Salah satu daya tarik utama dari generasi teranyar ini adalah jarak tempuh berkendaranya yang kini diklaim mampu mencapai hingga 630 kilometer dalam sekali pengisian daya penuh.
Untuk menggebrak pasar domestik, BYD menerapkan strategi harga yang sangat agresif dengan memasarkan SUV ringkas bertenaga baterai ini mulai dari 119.900 yuan hingga 149.900 yuan.
Jika dikonversikan ke dalam mata uang rupiah dengan kurs saat ini, nilai tersebut setara dengan Rp265 jutaan hingga Rp331 jutaan, sebuah angka yang dinilai sangat kompetitif di kelasnya.
Secara visual, BYD tetap mempertahankan bahasa desain ikonik bertajuk “Dragon Face” namun dengan sejumlah penyempurnaan signifikan pada area fascia depan yang kini dirancang lebih datar.
Tampilan wajah baru tersebut kemudian dipadukan dengan lampu utama berdesain lebih pipih dan ramping untuk memancarkan aura futuristik yang kuat saat di jalan raya.
Bergeser ke bagian samping, ubahan paling mencolok terlihat pada penggunaan gagang pintu model semi-tersembunyi yang berfungsi menambah efisiensi aerodinamis kendaraan.

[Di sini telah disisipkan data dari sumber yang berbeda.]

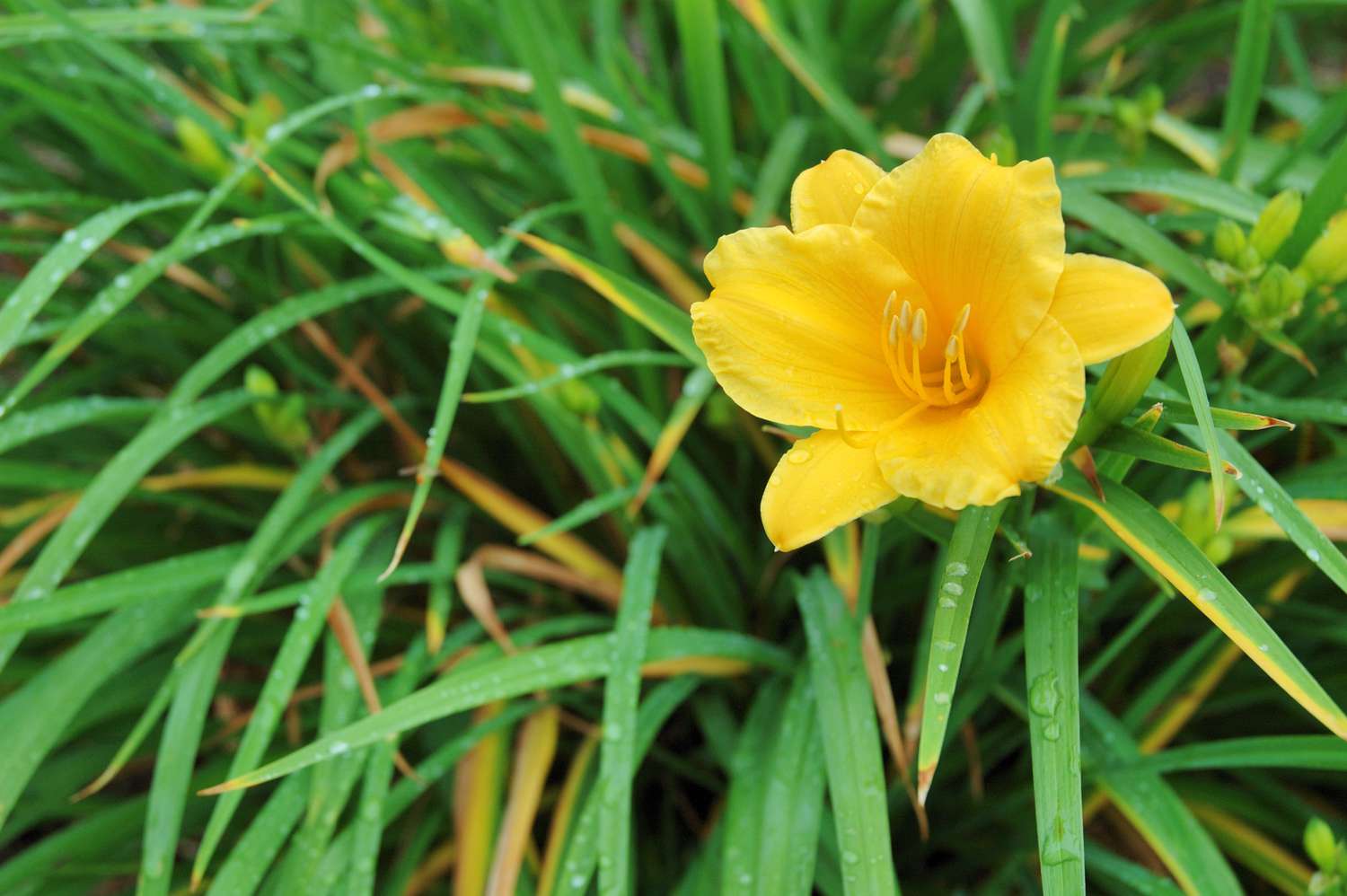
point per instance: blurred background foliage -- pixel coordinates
(352, 428)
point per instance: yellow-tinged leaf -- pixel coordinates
(533, 752)
(1255, 849)
(1182, 564)
(563, 814)
(590, 275)
(477, 795)
(1328, 515)
(665, 271)
(697, 388)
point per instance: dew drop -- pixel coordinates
(1043, 694)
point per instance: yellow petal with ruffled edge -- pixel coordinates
(973, 232)
(1015, 433)
(830, 191)
(1110, 306)
(816, 487)
(794, 325)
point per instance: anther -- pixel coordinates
(962, 321)
(918, 344)
(951, 353)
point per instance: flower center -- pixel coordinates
(904, 337)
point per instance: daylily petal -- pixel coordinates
(794, 325)
(1110, 306)
(1015, 433)
(970, 231)
(818, 486)
(830, 191)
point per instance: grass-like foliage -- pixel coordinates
(371, 522)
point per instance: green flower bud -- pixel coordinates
(1320, 844)
(1325, 261)
(1228, 242)
(1121, 387)
(1276, 223)
(579, 398)
(199, 147)
(282, 417)
(1279, 296)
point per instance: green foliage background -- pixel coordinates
(261, 263)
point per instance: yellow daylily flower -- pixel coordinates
(927, 322)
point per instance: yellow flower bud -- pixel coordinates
(1276, 223)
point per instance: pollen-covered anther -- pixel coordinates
(919, 338)
(962, 321)
(951, 355)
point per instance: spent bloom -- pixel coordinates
(927, 322)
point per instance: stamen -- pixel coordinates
(962, 321)
(919, 336)
(846, 435)
(964, 365)
(951, 353)
(919, 329)
(911, 412)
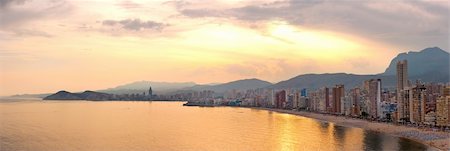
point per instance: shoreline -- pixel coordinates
(434, 139)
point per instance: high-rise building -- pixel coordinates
(402, 83)
(338, 97)
(280, 99)
(374, 95)
(355, 98)
(417, 101)
(442, 108)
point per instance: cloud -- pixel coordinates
(129, 5)
(135, 24)
(16, 16)
(7, 3)
(412, 24)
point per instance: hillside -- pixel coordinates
(240, 85)
(428, 65)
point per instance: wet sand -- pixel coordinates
(437, 139)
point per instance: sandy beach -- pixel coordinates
(437, 139)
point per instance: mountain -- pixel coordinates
(86, 95)
(240, 85)
(428, 65)
(143, 86)
(430, 60)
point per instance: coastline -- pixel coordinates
(435, 139)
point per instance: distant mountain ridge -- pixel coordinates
(428, 65)
(432, 59)
(143, 86)
(240, 85)
(86, 95)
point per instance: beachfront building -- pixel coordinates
(280, 99)
(402, 83)
(442, 108)
(338, 97)
(355, 101)
(374, 98)
(442, 113)
(417, 101)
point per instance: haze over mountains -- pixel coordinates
(428, 65)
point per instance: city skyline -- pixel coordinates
(47, 46)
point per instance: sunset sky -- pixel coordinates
(50, 45)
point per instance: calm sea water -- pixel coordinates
(169, 126)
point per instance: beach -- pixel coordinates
(437, 139)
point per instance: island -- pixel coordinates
(86, 95)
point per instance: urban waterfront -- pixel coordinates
(113, 125)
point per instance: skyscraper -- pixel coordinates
(374, 94)
(150, 92)
(402, 83)
(338, 97)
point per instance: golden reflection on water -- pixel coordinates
(83, 125)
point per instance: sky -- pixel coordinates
(76, 45)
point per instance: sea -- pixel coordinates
(37, 125)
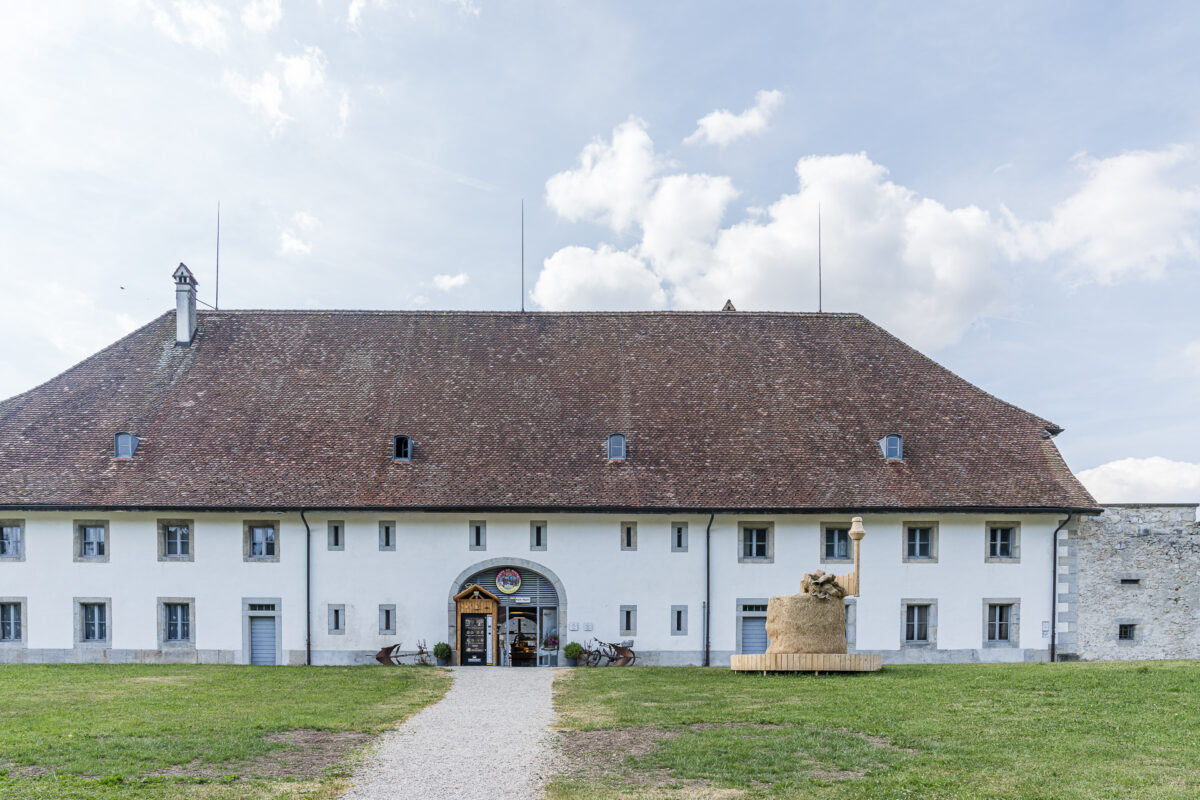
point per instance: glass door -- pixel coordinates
(547, 636)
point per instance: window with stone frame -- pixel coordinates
(10, 621)
(837, 543)
(178, 621)
(12, 535)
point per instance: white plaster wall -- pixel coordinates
(133, 577)
(582, 549)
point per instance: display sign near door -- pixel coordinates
(508, 581)
(475, 639)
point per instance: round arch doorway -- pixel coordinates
(529, 614)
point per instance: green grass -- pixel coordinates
(982, 731)
(100, 731)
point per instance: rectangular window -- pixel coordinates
(629, 620)
(179, 623)
(336, 535)
(178, 543)
(539, 535)
(95, 621)
(678, 620)
(388, 619)
(10, 621)
(93, 541)
(754, 543)
(1001, 546)
(11, 540)
(678, 537)
(999, 621)
(837, 545)
(337, 619)
(629, 535)
(477, 535)
(916, 624)
(919, 540)
(1003, 542)
(387, 535)
(262, 541)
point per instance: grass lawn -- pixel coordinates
(99, 731)
(1067, 731)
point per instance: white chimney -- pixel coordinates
(185, 306)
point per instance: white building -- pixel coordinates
(309, 487)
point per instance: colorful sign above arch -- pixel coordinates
(508, 581)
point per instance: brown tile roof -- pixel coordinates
(723, 410)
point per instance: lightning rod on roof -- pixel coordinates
(216, 289)
(522, 254)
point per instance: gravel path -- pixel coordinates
(489, 738)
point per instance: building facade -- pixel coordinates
(1129, 584)
(309, 487)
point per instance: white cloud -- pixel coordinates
(264, 96)
(913, 265)
(466, 7)
(262, 16)
(343, 113)
(581, 278)
(724, 126)
(304, 72)
(292, 245)
(1144, 480)
(354, 11)
(450, 282)
(612, 184)
(1192, 356)
(291, 242)
(1134, 216)
(193, 22)
(305, 221)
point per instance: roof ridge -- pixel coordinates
(431, 312)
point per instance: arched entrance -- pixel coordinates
(531, 612)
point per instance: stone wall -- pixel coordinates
(1133, 565)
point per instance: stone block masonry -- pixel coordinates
(1129, 584)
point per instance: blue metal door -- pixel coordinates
(262, 639)
(754, 635)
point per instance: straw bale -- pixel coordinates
(805, 623)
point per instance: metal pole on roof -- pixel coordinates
(522, 254)
(216, 295)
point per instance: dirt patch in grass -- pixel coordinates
(307, 756)
(161, 679)
(604, 757)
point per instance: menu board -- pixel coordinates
(474, 639)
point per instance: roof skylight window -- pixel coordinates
(402, 449)
(617, 446)
(892, 446)
(125, 445)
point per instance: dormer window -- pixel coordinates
(125, 445)
(617, 446)
(402, 449)
(892, 446)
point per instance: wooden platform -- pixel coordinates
(807, 662)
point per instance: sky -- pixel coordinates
(1012, 188)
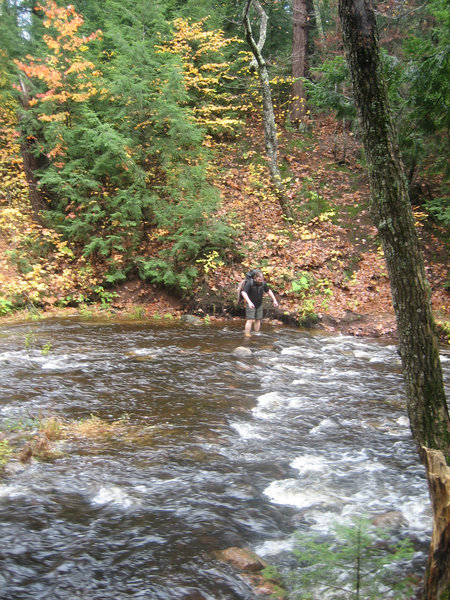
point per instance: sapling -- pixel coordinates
(355, 562)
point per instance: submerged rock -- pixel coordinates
(192, 319)
(242, 352)
(242, 558)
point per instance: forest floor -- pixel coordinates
(326, 269)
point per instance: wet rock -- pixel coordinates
(191, 319)
(390, 520)
(262, 587)
(242, 352)
(243, 367)
(242, 558)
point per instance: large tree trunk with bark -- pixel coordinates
(270, 130)
(392, 214)
(30, 165)
(299, 46)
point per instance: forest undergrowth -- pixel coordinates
(326, 268)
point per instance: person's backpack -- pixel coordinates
(240, 288)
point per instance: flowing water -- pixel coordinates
(308, 430)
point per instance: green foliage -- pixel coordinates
(329, 88)
(359, 562)
(6, 306)
(439, 208)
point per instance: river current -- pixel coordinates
(309, 430)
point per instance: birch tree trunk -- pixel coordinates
(392, 214)
(270, 130)
(299, 45)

Sementara di sektor buritan, lampu belakang model full-width blade kini dilengkapi dengan motif anyaman elegan yang akan menyala indah saat mobil dikendarai di malam hari.
Secara dimensi, Atto 3 generasi terbaru ini memiliki panjang 4.665 mm, lebar 1.895 mm, tinggi 1.675 mm, serta jarak sumbu roda sepanjang 2.770 mm untuk kestabilan berkendara.
Aspek kepraktisan juga ditingkatkan secara drastis melalui penyediaan ruang bagasi depan elektrik berkapasitas 180 liter yang dapat diakses mudah, mendampingi bagasi belakang berkapasitas 750 liter.
Masuk ke kabin, nuansa modern menyambut penumpang berkat layar pusat melayang berukuran lebih lebar dengan sistem DiLink generasi terbaru, serta kemudi model dua palang yang minimalis.
Perubahan drastis lain ada pada pemindahan tuas transmisi dari konsol tengah ke kolom kemudi, yang kini disandingkan secara estetis dengan perangkat head-up display dan pengisi daya nirkabel 50 watt.
Kenyamanan penumpang depan dimanjakan oleh jok elektrik “Queen Seat” dengan penopang kaki, ventilasi, penghangat, kotak penyimpanan berpendingin, pemanas setir, hingga sistem audio premium 16 pengeras suara.
Terakhir pada sektor teknis, mobil bersasis e-Platform 3.0 Evo dan Blade Battery generasi kedua ini kini bertransformasi menggunakan penggerak roda belakang (RWD) dengan pilihan motor bertenaga hingga 321 TK.